General information
- Location: Jhatiasahi, Bandalo, Jajpur district, Odisha India
- Coordinates: 21°00′25″N 86°16′51″E﻿ / ﻿21.007019°N 86.280874°E
- Elevation: 27 m (89 ft)
- System: Passenger train station
- Owner: Indian Railways
- Operator: East Coast Railway
- Lines: Howrah–Chennai main line Kharagpur–Puri line
- Platforms: 2
- Tracks: 2

Construction
- Structure type: Standard (on ground station)

Other information
- Status: Functioning
- Station code: DLPT

History
- Opened: 1901
- Former names: East Coast State Railway

Services
| Preceding station | Indian Railways |  |  | Following station |
| Manjuri Road towards Howrah Junction |  | East Coast Railway zoneHowrah–Chennai main line |  | Baitarani Road towards Chennai Central |

= Dulakhapatna railway station =

Railway station in Odisha, India

Dulakhapatna railway station is a halt railway station on Kharagpur–Puri line, part of the Howrah–Chennai main line under Khurda Road railway division of East Coast Railway zone. It is situated at Jhatiasahi, Bandalo in Jajpur district in the Indian state of Odisha.

==History==
In between 1893 and 1896 the East Coast State Railway constructed Howrah–Chennai main line.
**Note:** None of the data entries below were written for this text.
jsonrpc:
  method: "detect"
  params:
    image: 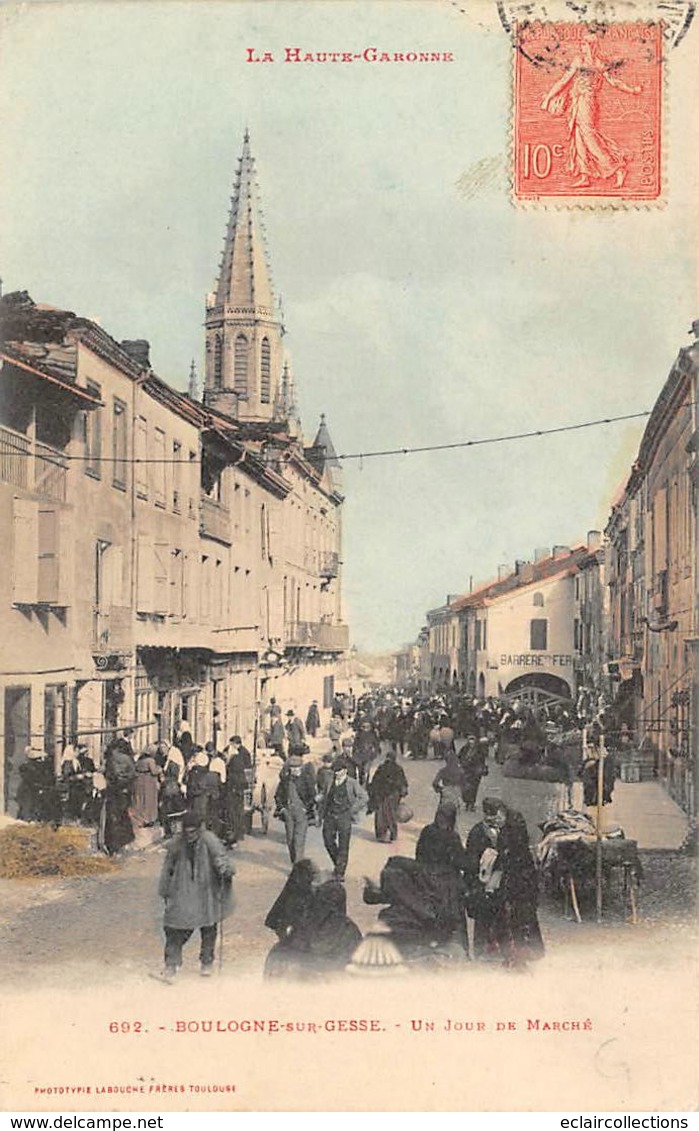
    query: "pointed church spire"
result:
[313,413,342,467]
[310,413,343,491]
[204,129,284,421]
[187,357,199,400]
[216,129,275,318]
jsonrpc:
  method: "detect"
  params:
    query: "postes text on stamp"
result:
[514,21,663,204]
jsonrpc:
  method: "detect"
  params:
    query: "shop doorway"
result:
[3,688,32,817]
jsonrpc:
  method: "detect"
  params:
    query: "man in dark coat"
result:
[320,758,368,880]
[17,746,61,827]
[104,739,136,856]
[274,745,316,864]
[352,718,381,785]
[286,710,305,750]
[464,797,544,966]
[158,811,235,982]
[459,735,487,811]
[368,750,408,843]
[223,734,252,845]
[305,699,320,739]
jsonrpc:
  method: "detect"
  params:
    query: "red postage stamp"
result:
[514,21,663,204]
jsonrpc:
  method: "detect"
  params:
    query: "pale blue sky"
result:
[0,0,699,648]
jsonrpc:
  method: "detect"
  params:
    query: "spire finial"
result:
[187,357,199,400]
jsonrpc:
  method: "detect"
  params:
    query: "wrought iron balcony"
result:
[318,550,339,578]
[284,621,350,651]
[0,426,68,502]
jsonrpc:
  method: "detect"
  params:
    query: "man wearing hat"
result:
[158,810,235,982]
[286,710,305,750]
[274,743,316,864]
[321,758,369,881]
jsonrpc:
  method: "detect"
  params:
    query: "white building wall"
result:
[476,576,575,696]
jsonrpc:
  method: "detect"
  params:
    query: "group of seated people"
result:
[265,797,544,978]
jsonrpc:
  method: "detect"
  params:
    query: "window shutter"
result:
[153,542,170,615]
[57,510,75,608]
[37,507,59,605]
[12,499,38,605]
[184,553,199,621]
[136,534,154,613]
[653,487,667,575]
[107,546,124,605]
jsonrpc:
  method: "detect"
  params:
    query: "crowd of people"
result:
[13,678,613,982]
[17,723,252,856]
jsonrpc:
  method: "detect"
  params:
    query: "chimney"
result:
[121,338,150,369]
[587,530,602,554]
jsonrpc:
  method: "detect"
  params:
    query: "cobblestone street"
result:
[0,743,697,986]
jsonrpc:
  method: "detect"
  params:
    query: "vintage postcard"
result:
[0,0,699,1112]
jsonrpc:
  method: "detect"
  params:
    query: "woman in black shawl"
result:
[103,739,136,856]
[364,802,468,959]
[265,860,362,978]
[465,797,544,966]
[368,750,408,844]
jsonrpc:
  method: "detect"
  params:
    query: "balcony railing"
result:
[318,550,339,578]
[199,494,233,546]
[285,621,350,651]
[0,426,68,502]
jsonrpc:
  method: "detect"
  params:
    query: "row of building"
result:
[396,321,699,813]
[0,136,348,813]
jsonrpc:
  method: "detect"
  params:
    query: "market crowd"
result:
[13,691,614,982]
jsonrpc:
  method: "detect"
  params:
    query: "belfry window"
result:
[233,334,248,400]
[260,338,271,405]
[214,334,223,389]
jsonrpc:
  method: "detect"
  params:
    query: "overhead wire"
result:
[3,400,697,467]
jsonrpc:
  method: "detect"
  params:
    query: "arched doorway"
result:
[504,672,571,707]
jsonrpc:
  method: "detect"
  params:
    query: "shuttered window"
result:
[529,619,549,651]
[260,338,271,405]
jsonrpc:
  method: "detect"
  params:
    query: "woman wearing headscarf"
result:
[265,877,362,978]
[58,743,89,821]
[364,802,468,959]
[459,739,487,812]
[432,750,466,815]
[265,858,318,959]
[465,797,544,966]
[368,750,408,843]
[305,699,320,739]
[158,762,187,837]
[352,718,381,786]
[131,743,162,828]
[103,739,136,856]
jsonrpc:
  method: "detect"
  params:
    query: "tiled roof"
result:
[451,546,588,612]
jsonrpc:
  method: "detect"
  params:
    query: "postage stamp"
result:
[512,21,664,206]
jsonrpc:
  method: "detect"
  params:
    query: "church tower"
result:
[204,130,284,421]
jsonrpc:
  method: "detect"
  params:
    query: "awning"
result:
[0,346,104,408]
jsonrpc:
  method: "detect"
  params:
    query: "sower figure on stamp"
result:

Kharagpur–Puri branch was finally opened for public in 1901. Dulakhapatna derives its name from Dular Khan, the general of Tarakote Raj, who in the late 1740s, was awarded with the village where presently the station stands. The route was electrified in several phases. In 2005, Howrah–Chennai route was completely electrified.